4
votes

I have made a simple installer application in Delphi, nothing fancy. Basically I include files into the Exe, and then extract them to a user specified path.

I stumbled across a problem however, and I have noticed this works with ANY Windows Executable, it does not matter if it is an installer or not.

If an Exe is named, or contains the following words in the filename, "Setup", "Build", "Install" and maybe others, then.. whenever the Application is run and closed, Windows pops up a Product Compatibility Assistant dialog, saying the Application may not have installed correctly.

This is a problem, as even though the Files from my installer have actually extracted, and in my eyes the installer has done its job, Windows is complaining about it.

The only idea I have regarding this, is that Windows must check the filename of the Applications when executed, and in this case has identified it as an Installer. Windows must of then set a flag or something on the System, my Installer must then update this flag to say that the installation was a success?

Windows does not complain about this when debugging from the IDE, so it cannot be code related, it must be the OS - this only happens when launching the Application from Windows, not Delphi.

You can try this easily, either create an Application or rename one as Setup.exe, Run it and then close it - wait a few seconds and the Product Compatibility Assistant Dialog will show.

I don't know where to start investigating how to stop this dialog, or where a setting may be to tell Windows the Installer was completed correctly.

Appreciate your thoughts and solutions thanks.

2

2 Answers

8
votes

If I recall correctly, this happens when your install app does not include an application manifest. When UAC was introduced, MS introduced a heuristic detection for installers and shows the UAC elevation dialog. The heuristic checks for names like setup.exe, install.exe. The simple solution is to include an application manifest. If it is an installer you probably want to use the requireAdministrator setting.

The feature is known as Installer Detection and is discussed here.

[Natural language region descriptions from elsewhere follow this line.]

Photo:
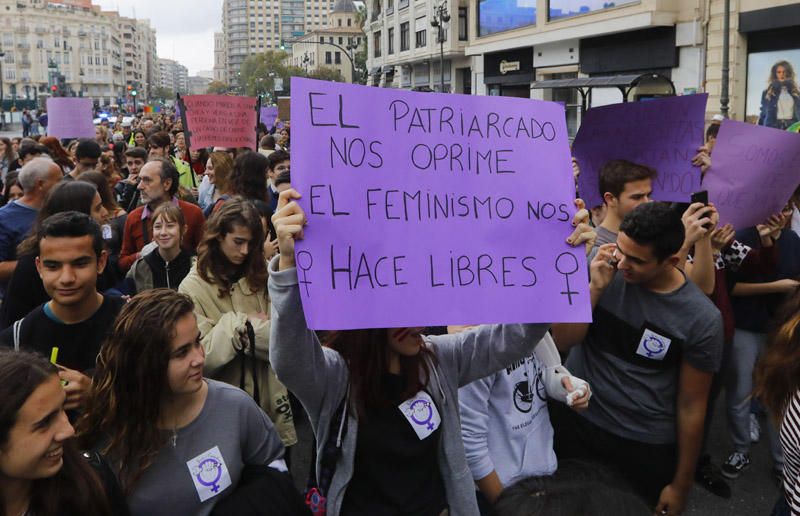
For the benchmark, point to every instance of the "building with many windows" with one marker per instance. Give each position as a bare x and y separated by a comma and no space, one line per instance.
173,76
43,40
334,46
649,48
256,26
405,50
219,57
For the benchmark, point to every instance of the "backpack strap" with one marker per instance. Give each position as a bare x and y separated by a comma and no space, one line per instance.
17,328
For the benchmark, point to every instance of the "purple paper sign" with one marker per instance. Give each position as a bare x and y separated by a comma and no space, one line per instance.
754,171
663,134
69,117
428,209
268,116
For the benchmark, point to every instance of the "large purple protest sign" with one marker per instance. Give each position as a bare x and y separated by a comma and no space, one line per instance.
427,209
663,134
268,116
69,117
754,171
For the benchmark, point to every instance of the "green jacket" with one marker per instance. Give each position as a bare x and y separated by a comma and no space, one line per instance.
185,174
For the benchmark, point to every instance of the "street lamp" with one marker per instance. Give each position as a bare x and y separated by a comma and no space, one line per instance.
2,107
440,20
351,46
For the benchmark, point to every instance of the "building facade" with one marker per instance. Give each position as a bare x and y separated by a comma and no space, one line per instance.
41,40
516,48
219,57
334,46
252,27
405,50
173,76
197,84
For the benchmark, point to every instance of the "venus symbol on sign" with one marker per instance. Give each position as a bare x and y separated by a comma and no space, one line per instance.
567,264
301,257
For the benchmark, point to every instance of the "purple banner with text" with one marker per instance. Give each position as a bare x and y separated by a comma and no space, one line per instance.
754,171
427,209
663,134
70,117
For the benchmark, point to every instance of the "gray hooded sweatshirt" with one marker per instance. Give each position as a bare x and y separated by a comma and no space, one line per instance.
319,378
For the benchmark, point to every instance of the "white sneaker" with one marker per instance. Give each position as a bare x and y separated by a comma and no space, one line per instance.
755,429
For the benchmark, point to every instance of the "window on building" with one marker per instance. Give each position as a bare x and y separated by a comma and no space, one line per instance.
404,36
420,39
498,17
564,8
463,24
376,43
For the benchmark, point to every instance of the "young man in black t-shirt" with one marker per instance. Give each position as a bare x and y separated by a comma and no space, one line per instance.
77,318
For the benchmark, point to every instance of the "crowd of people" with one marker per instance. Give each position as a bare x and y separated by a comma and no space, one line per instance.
155,355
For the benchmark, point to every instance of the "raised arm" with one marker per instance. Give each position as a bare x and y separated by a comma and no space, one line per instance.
300,362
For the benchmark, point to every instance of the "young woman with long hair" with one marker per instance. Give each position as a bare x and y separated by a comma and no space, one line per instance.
116,217
780,100
249,178
41,471
168,264
25,290
7,157
216,186
228,287
58,153
11,188
777,385
176,440
386,399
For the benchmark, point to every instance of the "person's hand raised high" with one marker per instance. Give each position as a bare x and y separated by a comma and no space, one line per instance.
289,221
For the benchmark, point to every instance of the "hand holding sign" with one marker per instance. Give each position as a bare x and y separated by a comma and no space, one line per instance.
663,134
754,173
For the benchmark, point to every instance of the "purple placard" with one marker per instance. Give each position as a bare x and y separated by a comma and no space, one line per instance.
446,209
754,170
268,116
663,134
69,117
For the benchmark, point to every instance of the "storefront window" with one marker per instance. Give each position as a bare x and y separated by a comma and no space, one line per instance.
773,89
564,8
501,15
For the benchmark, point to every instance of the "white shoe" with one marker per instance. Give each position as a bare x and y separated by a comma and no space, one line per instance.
755,429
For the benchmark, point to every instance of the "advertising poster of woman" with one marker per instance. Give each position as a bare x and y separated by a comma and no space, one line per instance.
773,98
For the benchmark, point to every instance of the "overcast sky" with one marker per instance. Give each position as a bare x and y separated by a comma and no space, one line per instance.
184,28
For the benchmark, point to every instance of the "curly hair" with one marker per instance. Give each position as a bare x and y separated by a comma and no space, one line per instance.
249,177
773,77
777,375
75,488
124,403
212,264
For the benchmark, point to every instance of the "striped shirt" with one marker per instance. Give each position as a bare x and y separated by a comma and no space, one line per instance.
790,442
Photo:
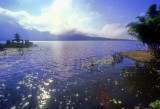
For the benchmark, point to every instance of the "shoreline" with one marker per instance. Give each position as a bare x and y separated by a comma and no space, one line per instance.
140,55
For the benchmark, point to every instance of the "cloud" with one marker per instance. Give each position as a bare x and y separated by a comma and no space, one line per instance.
62,16
115,30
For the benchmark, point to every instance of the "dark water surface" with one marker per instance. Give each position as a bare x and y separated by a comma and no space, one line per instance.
66,75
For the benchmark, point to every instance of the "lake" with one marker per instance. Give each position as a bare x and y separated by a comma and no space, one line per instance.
76,75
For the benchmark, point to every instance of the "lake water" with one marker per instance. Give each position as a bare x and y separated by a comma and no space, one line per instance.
67,75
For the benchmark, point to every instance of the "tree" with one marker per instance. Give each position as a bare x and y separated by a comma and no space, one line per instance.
147,29
17,38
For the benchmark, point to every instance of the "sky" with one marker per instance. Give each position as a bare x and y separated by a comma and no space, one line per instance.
102,18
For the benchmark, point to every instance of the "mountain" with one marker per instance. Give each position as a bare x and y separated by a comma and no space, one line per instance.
9,27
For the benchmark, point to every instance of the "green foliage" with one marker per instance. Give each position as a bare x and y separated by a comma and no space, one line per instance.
155,105
1,47
17,38
147,28
8,42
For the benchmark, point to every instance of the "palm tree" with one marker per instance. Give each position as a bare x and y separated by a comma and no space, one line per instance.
147,29
17,38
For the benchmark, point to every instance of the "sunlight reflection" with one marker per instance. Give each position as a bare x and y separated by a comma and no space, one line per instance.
43,97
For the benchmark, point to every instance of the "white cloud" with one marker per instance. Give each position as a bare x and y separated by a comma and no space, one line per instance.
115,30
62,16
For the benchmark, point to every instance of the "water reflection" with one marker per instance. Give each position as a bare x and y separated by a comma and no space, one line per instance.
70,77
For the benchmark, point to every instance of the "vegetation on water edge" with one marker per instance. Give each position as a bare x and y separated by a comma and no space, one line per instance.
146,29
17,42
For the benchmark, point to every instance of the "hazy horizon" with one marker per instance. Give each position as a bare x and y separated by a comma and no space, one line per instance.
44,20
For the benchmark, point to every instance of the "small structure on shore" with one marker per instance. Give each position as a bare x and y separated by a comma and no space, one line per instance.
17,42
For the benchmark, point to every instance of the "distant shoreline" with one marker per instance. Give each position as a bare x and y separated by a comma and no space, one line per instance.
140,55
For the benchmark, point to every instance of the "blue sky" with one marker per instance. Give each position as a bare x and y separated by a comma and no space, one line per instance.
104,18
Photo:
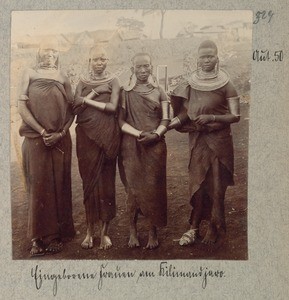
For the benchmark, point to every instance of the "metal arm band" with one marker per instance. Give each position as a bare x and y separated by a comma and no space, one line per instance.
165,110
23,98
161,130
175,123
234,105
96,93
126,128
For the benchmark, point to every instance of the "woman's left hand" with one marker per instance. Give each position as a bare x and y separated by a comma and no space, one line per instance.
51,139
203,119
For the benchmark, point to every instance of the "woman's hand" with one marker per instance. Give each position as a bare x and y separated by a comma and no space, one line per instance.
204,119
148,138
104,88
50,139
78,101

For what it is worth, I would always build an installer with a dedicated install tool like InnoSetup for example.

3
votes

As David pointed out, MS uses some fuzzy logic to try to guess if the program is an installer. I wouldn't rely on this, as this is only for supporting legacy installer applications.

All new applications should have a manifest file, specifying whether it requires elevated privileges.

If an application has a manifest file that includes the requestedExecutionLevel directive, then Windows does not attempt Installer Detection.

Any program that is detected as an installer program but does not add a registry entry to the Add Remove Programs section of the registry (HKEY_LOCAL_MACHINE\SOFTWARE\Microsoft\Windows\CurrentVersion\Uninstall) will get the message "This program might not have installed correctly".